Domestic delivery time is controlled largely by the marketplace seller and carrier. An estimate on a product page is not an international delivery promise. If the seller has not shipped, the warehouse cannot inspect the item. Keep this distinction in mind when evaluating the total timeline.
6. Treat warehouse arrival as a decision point
After the warehouse receives and processes an item, it can become available for inspection and parcel creation. ACBuy promotes 3–5 free QC photos and 90 days of free storage on its public homepage. The exact photos available for a particular order and the current storage terms should still be checked in the account, because service rules can be updated.
Warehouse arrival is the moment to compare the received item with the order. Confirm the visible colour, size label, quantity and major design details. QC photographs are useful evidence of visible condition, but they do not prove authenticity, fabric composition, internal construction or long-term durability. If a critical detail is not visible, use the options presented in the order interface to request clarification where available.
7. Decide whether to keep, return or exchange
Do not submit an international parcel immediately just because an item has reached storage. First decide whether it matches the order closely enough to keep. Return and exchange eligibility depends on the seller, timing, item category and platform process. Customized goods, used goods or listings with restrictive seller terms may be harder to return.
If there is a visible problem, document it and act within the displayed service window. Waiting can reduce the available options. Remember that a warehouse photo showing an item does not automatically establish that the seller made an error; compare it with the exact variant and listing information you approved.
8. Consolidate only compatible items
One advantage of an agent warehouse is the ability to wait for several orders and combine them into one international parcel. Consolidation can reduce repeated base charges, but “one large parcel” is not always the cheapest or safest answer.

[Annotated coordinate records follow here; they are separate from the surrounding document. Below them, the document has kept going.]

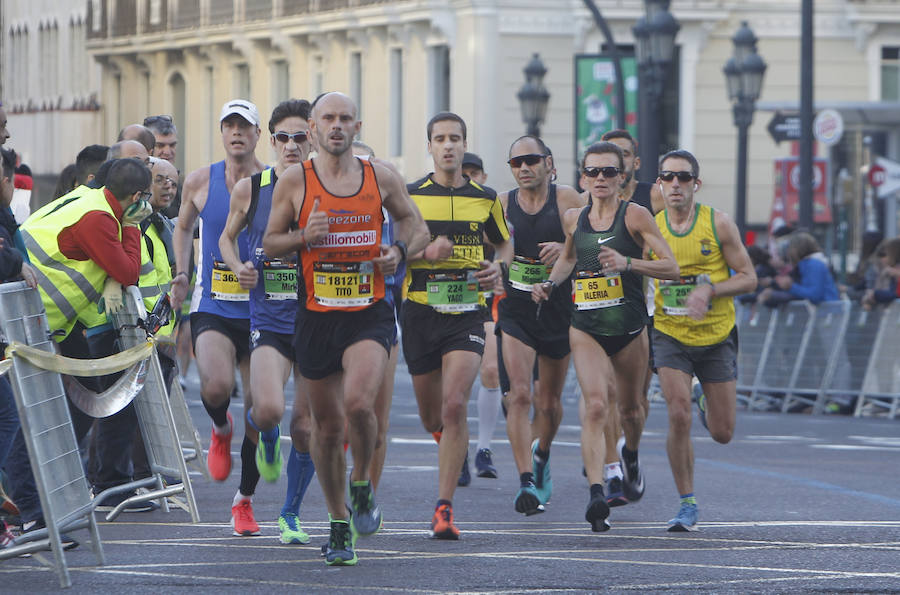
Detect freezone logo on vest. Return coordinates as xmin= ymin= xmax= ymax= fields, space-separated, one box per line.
xmin=313 ymin=229 xmax=377 ymax=248
xmin=328 ymin=209 xmax=372 ymax=225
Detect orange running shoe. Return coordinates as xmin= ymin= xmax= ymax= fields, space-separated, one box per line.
xmin=231 ymin=498 xmax=259 ymax=537
xmin=431 ymin=504 xmax=459 ymax=539
xmin=206 ymin=413 xmax=234 ymax=481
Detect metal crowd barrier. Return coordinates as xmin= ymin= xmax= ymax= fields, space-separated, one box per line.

Product restrictions, destination rules, weight brackets and volumetric size may make two parcels more practical.
Before combining everything, check which shipping routes accept each product type. A restricted item can narrow the routes for the entire parcel. Fragile goods may need protective packaging, while soft clothing can often tolerate more compact packing. Use the warehouse and parcel tools to make a packaging plan rather than treating consolidation as an automatic saving.
9. Create the international parcel separately
When the items are ready, select them from storage, confirm the destination address, compare eligible routes and choose packaging options. ACBuy’s homepage advertises more than 150 shipping lines, but the list visible to one customer will depend on the country, parcel data and item restrictions. A large platform-wide number does not mean every route is available for every parcel.
Review the estimated charge, billing method, tracking level, insurance options and restrictions shown for the selected line. Logistics services on routes that are not self-operated may be provided by third parties; ACBuy’s estimation page notes that freight prices can be adjusted by logistics providers. The live parcel quote is therefore more reliable than an old screenshot or calculator result.
A sensible first-order strategy
For a first ACBuy order, choose a modest, uncomplicated item from a listing with clear variants. Learn how the statuses, warehouse photographs and parcel submission screens work before building a large haul. Keep your address consistent, save order references and inspect each stage rather than rushing through it.
The best way to use an agent is to make several small, reversible decisions: verify the listing, submit accurate order data, respond to purchasing questions, inspect the warehouse result and only then pay for international shipping. That approach does more to reduce avoidable errors than any coupon or claimed “secret” route.